Created attachment 1361526 [details] 'NONE' cluster id Description of problem: ======================= On a one-day old web-admin server, attempt to login resulted in 'forbidden' error. Web-admin server was unpingable, and hence we logged in to the hypervisor to see if any resource (memory/cpu) was getting constrained. Everything seemed to be within limits for the hypervisor. And then 'free -m', 'df' command resulted in 'Input/output error: Read only file system'. With no other command giving any other output, we were forced to reboot the hypervisor. Once it was up, we powered on the Web-admin VM and restarted tendrl-node-agent and tendrl-gluster-integration services.
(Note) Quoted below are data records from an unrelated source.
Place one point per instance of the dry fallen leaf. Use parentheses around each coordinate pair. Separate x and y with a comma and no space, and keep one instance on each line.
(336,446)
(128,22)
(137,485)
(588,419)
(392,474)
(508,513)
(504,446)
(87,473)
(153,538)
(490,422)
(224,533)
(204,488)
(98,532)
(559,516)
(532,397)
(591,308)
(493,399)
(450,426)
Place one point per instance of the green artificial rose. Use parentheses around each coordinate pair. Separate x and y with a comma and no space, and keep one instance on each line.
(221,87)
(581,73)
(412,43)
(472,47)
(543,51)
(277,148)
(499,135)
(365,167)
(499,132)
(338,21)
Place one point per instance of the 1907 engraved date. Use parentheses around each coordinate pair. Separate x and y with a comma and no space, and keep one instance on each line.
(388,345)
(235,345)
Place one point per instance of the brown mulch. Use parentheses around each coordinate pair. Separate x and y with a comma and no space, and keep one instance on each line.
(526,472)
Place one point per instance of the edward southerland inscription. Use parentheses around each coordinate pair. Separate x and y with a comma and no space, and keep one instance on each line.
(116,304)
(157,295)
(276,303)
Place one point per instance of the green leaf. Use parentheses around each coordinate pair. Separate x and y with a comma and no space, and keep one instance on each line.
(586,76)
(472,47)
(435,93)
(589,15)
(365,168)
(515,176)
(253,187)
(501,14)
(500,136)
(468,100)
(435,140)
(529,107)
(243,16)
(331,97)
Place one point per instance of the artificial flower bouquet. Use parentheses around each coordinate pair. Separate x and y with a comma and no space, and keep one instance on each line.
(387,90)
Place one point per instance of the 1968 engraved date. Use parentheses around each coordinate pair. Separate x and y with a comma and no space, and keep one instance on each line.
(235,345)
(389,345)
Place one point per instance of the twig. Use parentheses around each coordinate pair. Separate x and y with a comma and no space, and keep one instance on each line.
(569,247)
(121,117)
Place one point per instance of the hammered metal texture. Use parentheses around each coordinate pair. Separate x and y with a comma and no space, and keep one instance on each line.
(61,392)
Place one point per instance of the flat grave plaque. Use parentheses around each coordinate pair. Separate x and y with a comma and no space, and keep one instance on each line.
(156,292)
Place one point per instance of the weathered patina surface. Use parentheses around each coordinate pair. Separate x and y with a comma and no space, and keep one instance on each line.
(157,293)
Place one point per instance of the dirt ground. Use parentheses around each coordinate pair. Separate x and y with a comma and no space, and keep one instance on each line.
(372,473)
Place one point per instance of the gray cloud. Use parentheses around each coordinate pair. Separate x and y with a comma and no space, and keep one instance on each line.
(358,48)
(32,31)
All the hosts and clusters showed up on the UI but with the existing cluster entries list we can also see a new entry 'NONE' in the cluster id field. Version-Release number of selected component (if applicable): tendrl-grafana-plugins-1.5.4-8.el7rhgs.noarch tendrl-selinux-1.5.4-1.el7rhgs.noarch tendrl-node-agent-1.5.4-8.el7rhgs.noarch tendrl-ansible-1.5.4-2.el7rhgs.noarch tendrl-monitoring-integration-1.5.4-8.el7rhgs.noarch tendrl-grafana-selinux-1.5.4-1.el7rhgs.noarch tendrl-commons-1.5.4-5.el7rhgs.noarch tendrl-api-1.5.4-3.el7rhgs.noarch tendrl-api-httpd-1.5.4-3.el7rhgs.noarch tendrl-notifier-1.5.4-5.el7rhgs.noarch tendrl-ui-1.5.4-4.el7rhgs.noarch How reproducible: ================= 1/1 Actual results: =============== Seeing a new cluster entry 'NONE' under cluster id field Expected results: ================= We should see the clusters which are configured to Web-admin Additional info: ================ Attached screenshots
Hi Anjana, could you please ensure if all the right flags are present, for tracking this further for this release.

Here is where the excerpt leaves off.